The Great Ocean Elevator: How Eastern Boundary Upwelling Systems Feed the Sea

The Banquet Table and the Invisible Hand

Imagine a massive banquet table where the tablecloth is constantly being yanked away by an invisible hand. As the cloth disappears off the edge, new fabric rushes up from underneath the table to replace it, bringing fresh plates of food with it. This is not magic. It is physics. In the ocean, the wind acts as that invisible hand. If the wind blows along the coast in a specific direction, the rotation of the Earth pushes the surface water away from the land. Nature abhors a vacuum. Consequently, cold, nutrient-rich water from the deep ocean rises to fill the gap. This process creates what scientists call Eastern Boundary Upwelling Systems (EBUS).

These systems are the engines of marine life. They turn a watery desert into a bustling metropolis of biodiversity.
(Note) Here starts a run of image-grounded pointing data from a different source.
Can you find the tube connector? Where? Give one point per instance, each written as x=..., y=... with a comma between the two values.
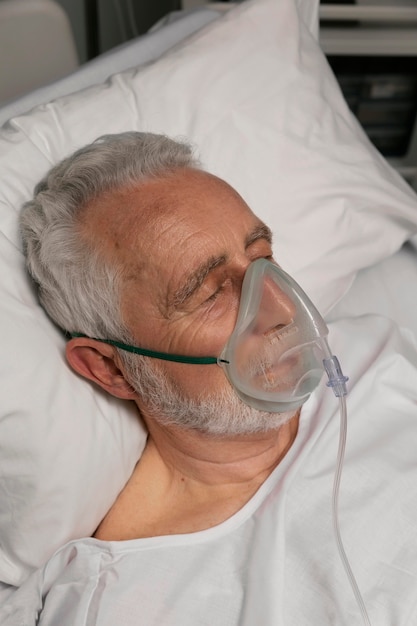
x=337, y=380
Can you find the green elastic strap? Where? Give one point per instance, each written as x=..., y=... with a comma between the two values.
x=177, y=358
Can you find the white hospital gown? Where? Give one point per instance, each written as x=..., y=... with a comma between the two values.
x=275, y=562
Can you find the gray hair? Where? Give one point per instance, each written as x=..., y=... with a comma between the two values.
x=77, y=288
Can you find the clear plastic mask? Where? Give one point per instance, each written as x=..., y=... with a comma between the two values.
x=274, y=357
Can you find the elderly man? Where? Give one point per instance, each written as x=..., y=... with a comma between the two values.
x=162, y=277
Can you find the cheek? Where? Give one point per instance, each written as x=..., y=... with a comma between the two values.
x=205, y=336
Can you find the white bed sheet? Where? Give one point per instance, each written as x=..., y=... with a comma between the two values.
x=275, y=561
x=139, y=51
x=388, y=288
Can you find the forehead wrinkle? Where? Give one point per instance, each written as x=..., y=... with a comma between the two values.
x=261, y=231
x=194, y=281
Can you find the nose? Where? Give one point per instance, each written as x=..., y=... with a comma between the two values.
x=276, y=309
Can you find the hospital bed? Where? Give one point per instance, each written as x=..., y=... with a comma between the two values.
x=251, y=89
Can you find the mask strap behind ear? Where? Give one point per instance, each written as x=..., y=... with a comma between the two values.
x=176, y=358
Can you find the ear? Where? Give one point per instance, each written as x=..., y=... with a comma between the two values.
x=96, y=361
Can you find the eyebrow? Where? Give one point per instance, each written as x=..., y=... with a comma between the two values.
x=198, y=276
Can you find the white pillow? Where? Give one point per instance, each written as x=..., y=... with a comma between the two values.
x=255, y=94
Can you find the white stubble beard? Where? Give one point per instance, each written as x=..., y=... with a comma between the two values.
x=219, y=414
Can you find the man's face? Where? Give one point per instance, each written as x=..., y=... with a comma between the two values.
x=185, y=242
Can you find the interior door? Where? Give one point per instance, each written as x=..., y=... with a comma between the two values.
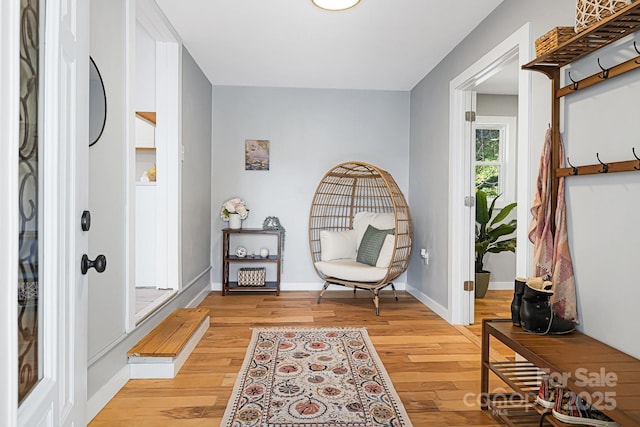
x=471, y=217
x=52, y=293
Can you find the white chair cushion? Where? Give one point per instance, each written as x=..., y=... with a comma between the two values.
x=381, y=221
x=350, y=269
x=337, y=244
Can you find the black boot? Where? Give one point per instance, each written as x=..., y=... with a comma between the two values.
x=536, y=314
x=519, y=284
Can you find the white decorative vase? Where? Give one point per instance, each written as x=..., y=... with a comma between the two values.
x=235, y=222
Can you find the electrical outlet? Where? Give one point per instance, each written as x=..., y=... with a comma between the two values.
x=424, y=255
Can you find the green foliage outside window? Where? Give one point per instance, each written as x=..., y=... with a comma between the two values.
x=488, y=155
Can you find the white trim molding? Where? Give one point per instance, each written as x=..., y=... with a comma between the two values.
x=9, y=135
x=517, y=46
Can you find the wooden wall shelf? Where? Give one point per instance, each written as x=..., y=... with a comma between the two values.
x=605, y=32
x=623, y=23
x=147, y=116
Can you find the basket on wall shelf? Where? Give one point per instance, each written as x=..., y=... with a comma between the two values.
x=553, y=39
x=251, y=276
x=588, y=12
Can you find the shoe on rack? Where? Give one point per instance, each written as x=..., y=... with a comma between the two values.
x=547, y=393
x=572, y=409
x=536, y=314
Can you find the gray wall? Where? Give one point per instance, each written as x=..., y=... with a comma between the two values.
x=108, y=341
x=107, y=180
x=602, y=233
x=310, y=131
x=497, y=105
x=503, y=265
x=196, y=170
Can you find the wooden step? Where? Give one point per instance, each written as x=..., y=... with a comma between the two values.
x=164, y=350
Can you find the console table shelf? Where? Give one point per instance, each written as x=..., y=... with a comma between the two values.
x=589, y=366
x=229, y=286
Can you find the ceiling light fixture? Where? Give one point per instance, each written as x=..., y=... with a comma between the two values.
x=335, y=4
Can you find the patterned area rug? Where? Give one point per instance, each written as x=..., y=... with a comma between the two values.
x=313, y=378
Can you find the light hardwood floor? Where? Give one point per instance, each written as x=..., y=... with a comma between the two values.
x=435, y=367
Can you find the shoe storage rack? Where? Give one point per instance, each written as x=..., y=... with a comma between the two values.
x=607, y=31
x=587, y=365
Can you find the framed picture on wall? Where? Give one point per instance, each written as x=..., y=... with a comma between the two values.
x=256, y=154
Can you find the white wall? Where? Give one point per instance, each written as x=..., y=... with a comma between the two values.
x=108, y=341
x=603, y=209
x=145, y=90
x=310, y=131
x=602, y=232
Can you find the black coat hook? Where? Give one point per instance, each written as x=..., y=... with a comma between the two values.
x=605, y=72
x=575, y=83
x=574, y=169
x=605, y=166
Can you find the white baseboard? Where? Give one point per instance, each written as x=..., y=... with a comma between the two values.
x=501, y=286
x=166, y=367
x=199, y=298
x=430, y=303
x=309, y=286
x=98, y=401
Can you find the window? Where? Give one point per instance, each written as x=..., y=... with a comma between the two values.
x=495, y=157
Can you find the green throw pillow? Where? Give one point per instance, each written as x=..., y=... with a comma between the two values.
x=371, y=244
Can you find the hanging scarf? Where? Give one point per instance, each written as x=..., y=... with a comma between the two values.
x=552, y=256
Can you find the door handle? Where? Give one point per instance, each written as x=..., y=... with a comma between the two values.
x=100, y=263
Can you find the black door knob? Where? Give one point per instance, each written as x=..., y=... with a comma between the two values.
x=100, y=263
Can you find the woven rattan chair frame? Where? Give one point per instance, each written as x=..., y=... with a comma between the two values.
x=354, y=187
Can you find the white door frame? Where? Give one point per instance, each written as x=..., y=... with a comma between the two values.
x=168, y=148
x=518, y=45
x=59, y=399
x=9, y=120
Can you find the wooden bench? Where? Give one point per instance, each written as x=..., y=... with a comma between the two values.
x=164, y=350
x=607, y=378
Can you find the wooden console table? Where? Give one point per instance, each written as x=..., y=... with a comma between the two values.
x=230, y=286
x=610, y=377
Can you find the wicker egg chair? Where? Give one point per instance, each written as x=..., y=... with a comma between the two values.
x=344, y=191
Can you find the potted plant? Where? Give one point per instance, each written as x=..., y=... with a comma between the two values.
x=489, y=231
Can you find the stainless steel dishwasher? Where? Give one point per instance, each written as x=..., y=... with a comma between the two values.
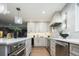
x=62, y=48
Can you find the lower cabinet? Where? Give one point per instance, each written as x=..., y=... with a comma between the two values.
x=28, y=47
x=74, y=50
x=40, y=42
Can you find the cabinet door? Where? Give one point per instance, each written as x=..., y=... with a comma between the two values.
x=74, y=50
x=77, y=17
x=36, y=42
x=28, y=47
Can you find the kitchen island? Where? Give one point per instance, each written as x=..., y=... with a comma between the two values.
x=13, y=46
x=69, y=47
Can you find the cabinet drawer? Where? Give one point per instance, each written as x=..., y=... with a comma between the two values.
x=74, y=49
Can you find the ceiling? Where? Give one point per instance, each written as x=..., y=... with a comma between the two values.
x=31, y=11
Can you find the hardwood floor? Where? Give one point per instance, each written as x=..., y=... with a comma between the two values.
x=39, y=52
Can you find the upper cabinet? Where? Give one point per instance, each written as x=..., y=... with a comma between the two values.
x=77, y=17
x=38, y=27
x=56, y=20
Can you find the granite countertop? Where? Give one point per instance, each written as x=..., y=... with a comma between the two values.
x=6, y=41
x=74, y=41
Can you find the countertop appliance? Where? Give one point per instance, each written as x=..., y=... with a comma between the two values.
x=62, y=48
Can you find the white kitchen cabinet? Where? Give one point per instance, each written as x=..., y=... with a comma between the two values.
x=42, y=42
x=28, y=47
x=77, y=17
x=74, y=50
x=56, y=18
x=37, y=27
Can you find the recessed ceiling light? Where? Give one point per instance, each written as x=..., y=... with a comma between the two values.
x=43, y=12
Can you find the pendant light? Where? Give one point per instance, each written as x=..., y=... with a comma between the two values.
x=3, y=9
x=18, y=19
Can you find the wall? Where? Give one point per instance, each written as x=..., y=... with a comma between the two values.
x=70, y=9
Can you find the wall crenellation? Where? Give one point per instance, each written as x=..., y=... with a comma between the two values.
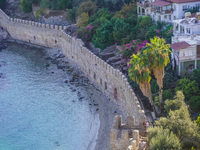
x=109, y=80
x=125, y=136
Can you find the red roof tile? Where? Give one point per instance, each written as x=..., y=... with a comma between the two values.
x=160, y=3
x=183, y=1
x=180, y=45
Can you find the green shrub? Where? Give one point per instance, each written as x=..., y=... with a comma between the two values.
x=2, y=4
x=84, y=18
x=198, y=121
x=175, y=104
x=188, y=87
x=86, y=33
x=196, y=76
x=167, y=94
x=38, y=13
x=163, y=139
x=71, y=14
x=26, y=5
x=44, y=4
x=86, y=7
x=103, y=36
x=156, y=100
x=179, y=122
x=112, y=5
x=63, y=4
x=154, y=86
x=195, y=103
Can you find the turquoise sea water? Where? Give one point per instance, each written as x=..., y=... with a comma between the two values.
x=38, y=111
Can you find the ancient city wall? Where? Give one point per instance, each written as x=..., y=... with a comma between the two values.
x=109, y=80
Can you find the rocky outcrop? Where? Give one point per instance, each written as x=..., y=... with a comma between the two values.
x=3, y=36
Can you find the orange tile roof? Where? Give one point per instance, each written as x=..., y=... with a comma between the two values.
x=179, y=45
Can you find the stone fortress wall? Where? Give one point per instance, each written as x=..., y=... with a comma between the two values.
x=109, y=80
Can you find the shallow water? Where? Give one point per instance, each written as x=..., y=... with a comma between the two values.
x=38, y=111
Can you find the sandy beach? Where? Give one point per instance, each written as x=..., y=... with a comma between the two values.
x=103, y=109
x=105, y=112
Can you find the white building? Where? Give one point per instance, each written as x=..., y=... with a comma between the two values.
x=166, y=10
x=186, y=44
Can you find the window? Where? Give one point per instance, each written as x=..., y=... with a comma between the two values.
x=164, y=8
x=198, y=51
x=100, y=81
x=174, y=17
x=105, y=85
x=197, y=5
x=115, y=93
x=184, y=7
x=169, y=7
x=174, y=7
x=188, y=30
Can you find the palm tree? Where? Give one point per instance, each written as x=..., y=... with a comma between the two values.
x=156, y=54
x=139, y=73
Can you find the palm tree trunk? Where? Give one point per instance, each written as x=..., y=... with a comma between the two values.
x=160, y=98
x=146, y=90
x=151, y=102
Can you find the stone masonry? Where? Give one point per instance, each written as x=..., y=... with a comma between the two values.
x=128, y=136
x=109, y=80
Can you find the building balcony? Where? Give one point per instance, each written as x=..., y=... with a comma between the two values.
x=143, y=4
x=162, y=11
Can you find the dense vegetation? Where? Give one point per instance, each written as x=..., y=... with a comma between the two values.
x=108, y=22
x=177, y=130
x=122, y=27
x=2, y=4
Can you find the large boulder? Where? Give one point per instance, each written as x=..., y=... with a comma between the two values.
x=3, y=34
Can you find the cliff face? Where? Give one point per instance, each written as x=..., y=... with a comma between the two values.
x=13, y=9
x=3, y=34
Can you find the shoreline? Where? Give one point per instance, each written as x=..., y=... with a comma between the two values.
x=105, y=109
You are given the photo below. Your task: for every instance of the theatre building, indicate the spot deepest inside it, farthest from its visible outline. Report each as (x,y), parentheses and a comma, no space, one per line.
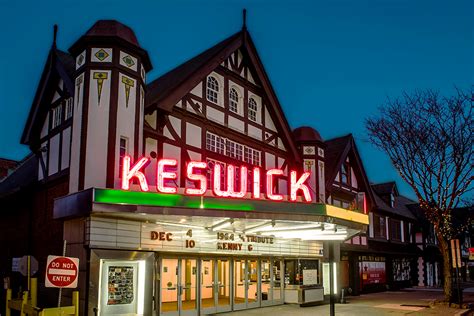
(187,195)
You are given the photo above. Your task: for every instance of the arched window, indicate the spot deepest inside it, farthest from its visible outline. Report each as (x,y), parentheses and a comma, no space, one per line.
(212,89)
(253,110)
(233,101)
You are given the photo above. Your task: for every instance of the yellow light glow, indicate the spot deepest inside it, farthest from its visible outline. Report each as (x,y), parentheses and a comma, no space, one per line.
(347,215)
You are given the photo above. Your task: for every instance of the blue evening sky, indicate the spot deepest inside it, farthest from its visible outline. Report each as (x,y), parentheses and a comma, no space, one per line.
(331,63)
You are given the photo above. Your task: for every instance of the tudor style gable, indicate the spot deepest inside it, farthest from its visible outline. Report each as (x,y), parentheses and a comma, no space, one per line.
(347,185)
(48,127)
(219,107)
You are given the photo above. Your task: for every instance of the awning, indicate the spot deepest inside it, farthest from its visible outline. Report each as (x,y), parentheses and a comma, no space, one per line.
(305,221)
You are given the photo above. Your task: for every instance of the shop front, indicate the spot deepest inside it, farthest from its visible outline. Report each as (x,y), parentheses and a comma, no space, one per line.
(185,255)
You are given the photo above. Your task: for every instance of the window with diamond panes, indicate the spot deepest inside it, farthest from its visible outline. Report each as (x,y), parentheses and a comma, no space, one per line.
(212,89)
(234,150)
(69,108)
(210,173)
(122,152)
(57,116)
(233,101)
(253,110)
(252,156)
(215,143)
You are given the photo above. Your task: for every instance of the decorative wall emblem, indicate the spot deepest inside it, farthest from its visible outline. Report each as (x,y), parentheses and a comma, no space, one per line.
(128,84)
(100,77)
(101,54)
(80,59)
(308,164)
(309,150)
(79,81)
(128,61)
(321,152)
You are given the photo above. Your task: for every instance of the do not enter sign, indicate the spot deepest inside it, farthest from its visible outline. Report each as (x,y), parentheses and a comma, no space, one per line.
(62,272)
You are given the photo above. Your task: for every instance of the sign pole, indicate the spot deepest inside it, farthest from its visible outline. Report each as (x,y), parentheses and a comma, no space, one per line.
(61,289)
(332,305)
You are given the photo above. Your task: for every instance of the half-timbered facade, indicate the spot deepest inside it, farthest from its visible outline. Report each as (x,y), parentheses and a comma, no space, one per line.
(187,195)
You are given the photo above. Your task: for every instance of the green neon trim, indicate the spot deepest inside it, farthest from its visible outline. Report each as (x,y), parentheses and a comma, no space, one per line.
(120,197)
(135,198)
(170,200)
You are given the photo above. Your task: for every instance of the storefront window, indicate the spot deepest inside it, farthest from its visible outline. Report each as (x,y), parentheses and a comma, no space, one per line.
(302,272)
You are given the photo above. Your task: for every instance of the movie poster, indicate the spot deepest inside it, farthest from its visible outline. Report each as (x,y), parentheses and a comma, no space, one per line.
(120,285)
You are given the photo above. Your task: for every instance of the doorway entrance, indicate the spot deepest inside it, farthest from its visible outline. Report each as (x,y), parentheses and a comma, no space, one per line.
(215,285)
(246,284)
(179,286)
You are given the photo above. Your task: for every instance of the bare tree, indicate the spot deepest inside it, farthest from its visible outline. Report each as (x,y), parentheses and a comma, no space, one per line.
(429,139)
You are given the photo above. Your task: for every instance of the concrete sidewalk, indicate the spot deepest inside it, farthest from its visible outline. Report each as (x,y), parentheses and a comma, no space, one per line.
(386,303)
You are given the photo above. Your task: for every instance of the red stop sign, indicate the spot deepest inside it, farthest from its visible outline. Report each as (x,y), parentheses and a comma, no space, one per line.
(61,272)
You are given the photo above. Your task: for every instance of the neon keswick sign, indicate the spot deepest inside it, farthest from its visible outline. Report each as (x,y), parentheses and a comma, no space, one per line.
(196,173)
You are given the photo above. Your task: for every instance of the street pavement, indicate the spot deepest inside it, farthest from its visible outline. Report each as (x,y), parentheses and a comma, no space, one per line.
(405,302)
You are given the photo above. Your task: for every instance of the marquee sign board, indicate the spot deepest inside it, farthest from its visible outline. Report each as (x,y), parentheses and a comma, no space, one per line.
(62,272)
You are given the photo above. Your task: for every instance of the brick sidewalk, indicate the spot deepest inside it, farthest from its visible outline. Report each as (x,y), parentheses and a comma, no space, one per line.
(411,302)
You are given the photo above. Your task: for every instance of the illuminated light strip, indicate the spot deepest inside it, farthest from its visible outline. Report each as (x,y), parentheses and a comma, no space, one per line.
(178,225)
(161,175)
(110,196)
(196,177)
(299,185)
(347,215)
(270,174)
(256,183)
(128,174)
(259,227)
(222,224)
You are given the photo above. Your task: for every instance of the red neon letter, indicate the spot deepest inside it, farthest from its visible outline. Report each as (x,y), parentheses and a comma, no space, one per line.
(128,174)
(229,192)
(161,175)
(270,174)
(243,182)
(256,183)
(299,185)
(196,177)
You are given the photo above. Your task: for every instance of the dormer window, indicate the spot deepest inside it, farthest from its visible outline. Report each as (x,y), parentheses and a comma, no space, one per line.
(253,109)
(212,90)
(345,173)
(57,116)
(233,101)
(69,108)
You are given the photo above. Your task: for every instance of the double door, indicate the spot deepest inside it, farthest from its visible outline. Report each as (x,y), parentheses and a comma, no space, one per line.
(246,284)
(192,286)
(215,285)
(179,280)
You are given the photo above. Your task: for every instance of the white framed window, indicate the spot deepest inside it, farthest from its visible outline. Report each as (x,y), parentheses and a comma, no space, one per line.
(215,143)
(233,101)
(69,108)
(210,172)
(212,91)
(57,116)
(123,149)
(252,156)
(253,110)
(234,150)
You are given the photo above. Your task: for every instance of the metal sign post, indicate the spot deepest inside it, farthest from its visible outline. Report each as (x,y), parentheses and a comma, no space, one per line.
(61,289)
(456,255)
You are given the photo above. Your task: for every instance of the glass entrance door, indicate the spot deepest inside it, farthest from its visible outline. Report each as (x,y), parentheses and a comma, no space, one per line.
(178,281)
(277,284)
(215,286)
(246,284)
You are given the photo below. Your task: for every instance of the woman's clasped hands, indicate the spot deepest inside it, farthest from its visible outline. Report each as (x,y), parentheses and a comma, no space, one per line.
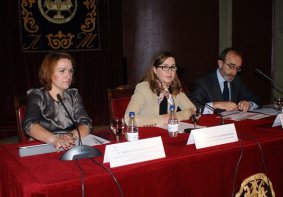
(65,141)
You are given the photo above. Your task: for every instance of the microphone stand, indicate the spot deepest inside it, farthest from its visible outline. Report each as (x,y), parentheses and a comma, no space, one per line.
(273,83)
(216,111)
(80,151)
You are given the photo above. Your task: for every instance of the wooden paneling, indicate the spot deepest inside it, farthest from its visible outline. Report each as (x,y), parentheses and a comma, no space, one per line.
(252,34)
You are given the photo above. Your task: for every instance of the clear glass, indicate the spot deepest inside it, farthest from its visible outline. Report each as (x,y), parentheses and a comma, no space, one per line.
(278,104)
(117,126)
(195,115)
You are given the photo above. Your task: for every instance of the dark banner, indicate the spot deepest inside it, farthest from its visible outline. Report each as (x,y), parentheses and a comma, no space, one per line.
(59,24)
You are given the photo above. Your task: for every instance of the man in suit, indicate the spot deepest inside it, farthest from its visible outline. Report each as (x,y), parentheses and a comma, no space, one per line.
(223,89)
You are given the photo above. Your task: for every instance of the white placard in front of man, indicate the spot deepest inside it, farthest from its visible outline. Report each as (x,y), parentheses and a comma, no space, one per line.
(212,136)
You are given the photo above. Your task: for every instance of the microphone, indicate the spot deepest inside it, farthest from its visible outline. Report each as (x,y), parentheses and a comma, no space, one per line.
(273,83)
(216,111)
(80,151)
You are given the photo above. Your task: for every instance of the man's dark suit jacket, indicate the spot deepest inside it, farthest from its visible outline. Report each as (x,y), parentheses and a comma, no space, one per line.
(207,89)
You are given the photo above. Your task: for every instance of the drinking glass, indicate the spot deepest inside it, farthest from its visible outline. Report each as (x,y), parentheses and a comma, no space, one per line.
(195,115)
(278,104)
(117,126)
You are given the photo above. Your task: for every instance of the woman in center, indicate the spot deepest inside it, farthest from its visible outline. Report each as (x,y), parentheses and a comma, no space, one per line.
(159,88)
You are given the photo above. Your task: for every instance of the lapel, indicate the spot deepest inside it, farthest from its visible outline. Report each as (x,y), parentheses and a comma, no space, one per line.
(215,87)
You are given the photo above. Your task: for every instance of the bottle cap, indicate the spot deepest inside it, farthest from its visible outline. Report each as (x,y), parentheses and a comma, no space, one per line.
(131,114)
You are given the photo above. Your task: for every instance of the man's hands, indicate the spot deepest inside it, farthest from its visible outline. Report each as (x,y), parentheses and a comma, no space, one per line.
(230,106)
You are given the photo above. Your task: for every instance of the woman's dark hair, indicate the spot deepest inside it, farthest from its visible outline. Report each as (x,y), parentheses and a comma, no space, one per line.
(48,65)
(158,59)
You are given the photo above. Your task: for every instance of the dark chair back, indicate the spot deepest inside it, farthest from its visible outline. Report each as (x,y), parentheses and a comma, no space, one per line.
(20,107)
(118,99)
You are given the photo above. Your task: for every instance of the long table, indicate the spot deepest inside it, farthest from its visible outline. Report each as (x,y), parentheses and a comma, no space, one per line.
(185,171)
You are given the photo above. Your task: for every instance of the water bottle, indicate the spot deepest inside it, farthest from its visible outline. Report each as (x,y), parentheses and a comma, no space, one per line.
(173,125)
(132,129)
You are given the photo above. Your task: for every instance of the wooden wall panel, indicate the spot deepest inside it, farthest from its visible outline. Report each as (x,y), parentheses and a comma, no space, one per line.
(187,28)
(252,34)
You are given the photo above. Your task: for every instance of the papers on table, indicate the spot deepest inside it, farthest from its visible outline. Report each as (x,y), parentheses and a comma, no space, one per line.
(89,140)
(240,115)
(92,140)
(125,153)
(182,126)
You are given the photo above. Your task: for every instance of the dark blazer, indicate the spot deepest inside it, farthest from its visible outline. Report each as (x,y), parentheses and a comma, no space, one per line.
(207,89)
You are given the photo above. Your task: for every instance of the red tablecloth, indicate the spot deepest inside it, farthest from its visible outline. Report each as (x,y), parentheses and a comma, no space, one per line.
(186,171)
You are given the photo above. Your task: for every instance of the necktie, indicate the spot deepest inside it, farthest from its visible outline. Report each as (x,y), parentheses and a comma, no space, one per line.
(226,91)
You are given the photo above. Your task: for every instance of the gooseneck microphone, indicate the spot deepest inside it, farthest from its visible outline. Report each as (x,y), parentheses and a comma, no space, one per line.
(216,111)
(80,151)
(275,85)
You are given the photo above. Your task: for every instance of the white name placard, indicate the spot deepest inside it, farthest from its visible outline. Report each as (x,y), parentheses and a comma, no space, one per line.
(211,136)
(134,152)
(278,121)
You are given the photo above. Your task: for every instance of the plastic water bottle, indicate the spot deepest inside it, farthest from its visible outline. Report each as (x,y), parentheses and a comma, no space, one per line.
(132,129)
(173,124)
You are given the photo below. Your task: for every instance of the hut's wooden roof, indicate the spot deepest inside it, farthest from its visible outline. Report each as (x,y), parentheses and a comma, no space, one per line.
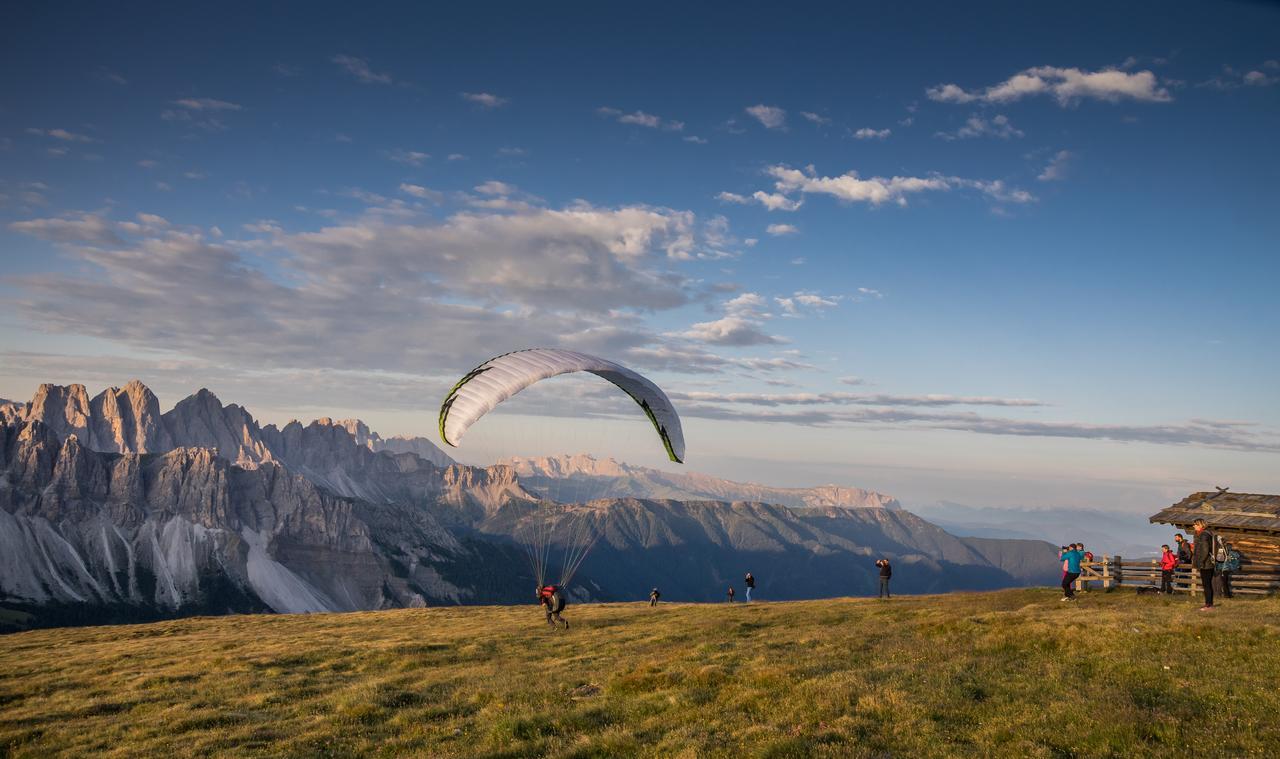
(1237,511)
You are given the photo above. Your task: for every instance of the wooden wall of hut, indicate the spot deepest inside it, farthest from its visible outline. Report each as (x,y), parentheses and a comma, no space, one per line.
(1256,551)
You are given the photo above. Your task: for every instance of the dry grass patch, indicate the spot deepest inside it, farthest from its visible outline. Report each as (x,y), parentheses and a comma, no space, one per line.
(1004,673)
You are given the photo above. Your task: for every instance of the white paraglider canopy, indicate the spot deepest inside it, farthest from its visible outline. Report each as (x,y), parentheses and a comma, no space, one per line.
(493,382)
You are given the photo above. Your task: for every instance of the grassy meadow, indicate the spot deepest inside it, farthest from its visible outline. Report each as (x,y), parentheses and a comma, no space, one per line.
(1009,673)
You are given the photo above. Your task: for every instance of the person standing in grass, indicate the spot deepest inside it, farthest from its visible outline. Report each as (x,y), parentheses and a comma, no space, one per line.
(553,603)
(1203,562)
(886,572)
(1184,549)
(1228,563)
(1168,563)
(1070,570)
Comparing the Mauritanian and Benguela Eastern Boundary Upwelling Systems

A recent study looked at two of these vital zones: the Mauritanian Upwelling (MU) and the Benguela Upwelling System (BUS). While they operate on the same mechanical principle, the researchers found distinct differences in the guests attending the banquet. The team identified over 40 species of pelagic crustaceans—shrimp-like creatures that serve as essential snacks for larger fish—in each region.

The difference lay in the size. In the Mauritanian system, the upwelling is permanent and perhaps more stable. Here, the study measured the highest abundance of life, and notably, the crustaceans were large. Individuals larger than 100 mm² were frequently found. It seems that when the 'elevator' bringing food up is steady, the diners have time to grow fat and happy.

The Benguela system told a different story.

In the BUS, the smallest organisms (0–20 mm²) dominated the scene. Why the discrepancy? The authors suggest that the intensity of the upwelling in the Benguela region creates a turbulent, high-energy environment. If the water is churning violently, being big is a disadvantage. You get tossed around. Being small allows these organisms to ride the chaotic currents rather than fighting them.

The Stowaway from the East

The mechanics of the ocean do not exist in isolation. The study also highlighted how these systems interact with neighbouring currents. In the oxygen-rich waters of the southern Benguela system, the team identified a stranger: Thysanopoda tricuspidata. This tropical euphausiid does not typically belong there.

Its presence suggests it was kidnapped and transported by the Agulhas Current, moving from the Indian Ocean into the Atlantic. This proves that Eastern Boundary Upwelling Systems are not closed loops; they are porous borders where local physics meets global circulation. Understanding these mechanical differences—stable versus intense, local versus imported—is vital for predicting how these food webs might cope as climate patterns shift the wind.